# Labs — Module 3: Mastery of Agentic CLI Tools
> Four short labs that turn an unconfigured repo into a governed,
> permission-safe agentic environment. Each lab fits in a single
> focused block; the whole set is ~70 minutes.
| Lab | Title | Time | Maps to |
|-----|--------------------------------------------------|--------|--------------------------------------|
| 3.1 | Add a permission policy + verified LSP | 15 min | §3.2 Settings & permissions |
| 3.2 | Write a tight AGENTS.md (under 80 lines) | 20 min | §3.4 Governing the project |
| 3.3 | Plan mode vs Build mode — one A/B | 20 min | §3.3 Plan mode vs Build mode |
| 3.4 | Configure one alternate model route | 15 min | §3.2 Multi-provider configuration |
---
## Lab 3.1 — Add a permission policy + verified LSP
### Objective
Stop being prompted for routine commands.
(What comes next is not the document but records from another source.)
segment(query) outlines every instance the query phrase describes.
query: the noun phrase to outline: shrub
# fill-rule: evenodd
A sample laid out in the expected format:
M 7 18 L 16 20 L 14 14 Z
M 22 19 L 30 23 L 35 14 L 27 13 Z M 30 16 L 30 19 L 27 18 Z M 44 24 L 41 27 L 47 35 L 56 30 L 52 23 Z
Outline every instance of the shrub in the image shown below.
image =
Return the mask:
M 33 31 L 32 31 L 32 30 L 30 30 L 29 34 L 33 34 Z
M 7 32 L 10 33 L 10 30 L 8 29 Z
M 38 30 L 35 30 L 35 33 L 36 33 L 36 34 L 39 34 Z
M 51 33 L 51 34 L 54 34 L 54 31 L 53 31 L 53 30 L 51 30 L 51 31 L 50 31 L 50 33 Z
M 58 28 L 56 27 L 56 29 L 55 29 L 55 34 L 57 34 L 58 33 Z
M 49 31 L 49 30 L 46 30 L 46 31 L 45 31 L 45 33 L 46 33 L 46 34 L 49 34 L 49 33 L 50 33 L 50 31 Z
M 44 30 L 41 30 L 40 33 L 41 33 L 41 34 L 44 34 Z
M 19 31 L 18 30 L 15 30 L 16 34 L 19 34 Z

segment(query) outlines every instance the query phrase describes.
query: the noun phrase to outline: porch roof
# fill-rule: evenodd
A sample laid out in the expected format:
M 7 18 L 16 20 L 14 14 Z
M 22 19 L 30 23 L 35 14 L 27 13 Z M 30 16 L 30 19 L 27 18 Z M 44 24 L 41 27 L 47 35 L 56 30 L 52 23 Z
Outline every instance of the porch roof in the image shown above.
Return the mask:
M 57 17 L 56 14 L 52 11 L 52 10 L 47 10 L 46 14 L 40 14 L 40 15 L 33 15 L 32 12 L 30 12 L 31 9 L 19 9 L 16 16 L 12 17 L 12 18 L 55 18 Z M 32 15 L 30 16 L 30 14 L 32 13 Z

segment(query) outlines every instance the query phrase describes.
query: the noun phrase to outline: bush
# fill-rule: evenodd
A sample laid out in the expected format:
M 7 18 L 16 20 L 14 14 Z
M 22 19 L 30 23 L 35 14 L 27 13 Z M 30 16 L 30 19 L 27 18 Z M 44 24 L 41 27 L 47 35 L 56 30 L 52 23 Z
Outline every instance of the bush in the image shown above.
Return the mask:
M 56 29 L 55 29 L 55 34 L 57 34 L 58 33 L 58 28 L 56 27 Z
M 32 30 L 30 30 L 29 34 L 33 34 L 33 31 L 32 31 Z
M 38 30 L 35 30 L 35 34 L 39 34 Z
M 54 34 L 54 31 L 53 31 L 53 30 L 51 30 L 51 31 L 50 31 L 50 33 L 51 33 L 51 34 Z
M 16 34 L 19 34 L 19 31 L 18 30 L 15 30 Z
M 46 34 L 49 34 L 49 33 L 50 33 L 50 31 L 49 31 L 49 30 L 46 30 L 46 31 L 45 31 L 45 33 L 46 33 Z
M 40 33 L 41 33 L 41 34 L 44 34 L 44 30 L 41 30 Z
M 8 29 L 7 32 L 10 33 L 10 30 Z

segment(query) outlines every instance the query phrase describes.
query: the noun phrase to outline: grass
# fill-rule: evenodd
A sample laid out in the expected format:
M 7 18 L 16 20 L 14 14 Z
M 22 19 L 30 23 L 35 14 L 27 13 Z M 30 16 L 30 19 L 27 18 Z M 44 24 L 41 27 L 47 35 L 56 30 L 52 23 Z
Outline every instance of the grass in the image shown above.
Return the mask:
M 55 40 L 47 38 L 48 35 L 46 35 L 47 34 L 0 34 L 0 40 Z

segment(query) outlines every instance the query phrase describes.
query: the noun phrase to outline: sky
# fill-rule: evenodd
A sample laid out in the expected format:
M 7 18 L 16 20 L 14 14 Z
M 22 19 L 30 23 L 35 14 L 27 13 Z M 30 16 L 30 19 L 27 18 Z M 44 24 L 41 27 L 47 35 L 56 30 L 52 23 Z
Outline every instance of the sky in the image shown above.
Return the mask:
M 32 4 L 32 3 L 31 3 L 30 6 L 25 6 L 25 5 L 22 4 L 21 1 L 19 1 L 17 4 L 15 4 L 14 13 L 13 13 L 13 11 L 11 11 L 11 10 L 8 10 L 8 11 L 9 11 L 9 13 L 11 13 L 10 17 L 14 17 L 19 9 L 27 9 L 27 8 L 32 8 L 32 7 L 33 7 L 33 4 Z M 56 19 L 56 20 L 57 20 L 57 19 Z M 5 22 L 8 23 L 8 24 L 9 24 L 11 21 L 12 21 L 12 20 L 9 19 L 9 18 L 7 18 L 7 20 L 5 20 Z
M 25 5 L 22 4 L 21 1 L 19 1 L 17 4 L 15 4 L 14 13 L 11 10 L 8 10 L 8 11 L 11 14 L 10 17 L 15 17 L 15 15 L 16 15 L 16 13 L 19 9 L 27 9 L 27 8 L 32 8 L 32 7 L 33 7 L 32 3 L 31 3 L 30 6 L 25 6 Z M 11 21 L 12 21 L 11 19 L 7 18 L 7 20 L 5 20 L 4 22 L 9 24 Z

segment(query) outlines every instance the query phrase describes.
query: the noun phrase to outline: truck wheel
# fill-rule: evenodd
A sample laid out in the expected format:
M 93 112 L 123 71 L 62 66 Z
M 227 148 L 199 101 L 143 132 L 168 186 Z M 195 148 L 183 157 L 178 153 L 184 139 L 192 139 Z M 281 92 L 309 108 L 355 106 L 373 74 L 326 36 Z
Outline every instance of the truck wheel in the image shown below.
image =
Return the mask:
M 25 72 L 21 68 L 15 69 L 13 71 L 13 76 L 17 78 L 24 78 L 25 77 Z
Block dangerous ones at
the policy layer. Confirm LSP is running.
### Time
15 minutes.
### Real-world scenarios
- **A — TypeScript monorepo (pnpm + Turbo).** Allow
`Bash(pnpm test:*)`, `Bash(turbo run lint --filter:*)`. Deny
`pnpm publish`.
- **B — Python data pipeline (poetry + Airflow).** Allow
`Bash(poetry run pytest:*)`, `Bash(airflow dags list)`. Deny
`airflow dags trigger`.
- **C — Go microservices (Make-driven).** Allow `Bash(make test:*)`,
`Bash(go test ./...)`. Deny `make deploy`, `kubectl apply`,
`terraform apply`.
### Setup
```bash
mkdir -p .claude && touch .claude/settings.json
echo ".claude/settings.local.json" >> .gitignore
```
### Steps
1. Write `.claude/settings.json` with `model`, 3 `allow` patterns
for routine commands, and 2 `deny` patterns for danger.
2. Run `claude /diagnostics`; confirm LSP for your primary language
is listed. If not, install the standard server.
3. Open a fresh session. Trigger one allow-listed command (should
run silently) and ask the agent to attempt one denied command
(should refuse).
### Deliverable
`.claude/settings.json` committed + `labs/notes/3.1-permissions.md`
listing the allow/deny lines, the LSP server confirmed, and the
denied-command transcript snippet.
### Success criteria
- A routine session needs **zero** permission prompts for the
allowed patterns.
- The denied command is *blocked at the policy layer*, not just
unallowed.
### Reflection
- Which pattern did you almost wildcard? What restrains you?
### Stretch
- Move one personal-only allowance into
`.claude/settings.local.json` (gitignored).
---
## Lab 3.2 — Write a tight AGENTS.md (under 80 lines)
### Objective
Codify the conventions an agent *can't infer from the code* in one
file the harness loads automatically.
### Time
20 minutes.
### Real-world scenarios
- **A — Mature SaaS.** Heavy on "use *this* not *that*" with
rationale (Zod not class-validator; custom logger not winston).
- **B — Greenfield startup.** Short. Protects the few decisions
that exist (feature-folder layout, error shape).
- **C — Legacy modernization.** Names the migration direction and
the rules during transit ("new code goes through the service
layer; do not introduce a new ORM").
### Setup
`touch AGENTS.md`.
### Steps
1. Brainstorm 10 things you'd tell a new engineer joining tomorrow.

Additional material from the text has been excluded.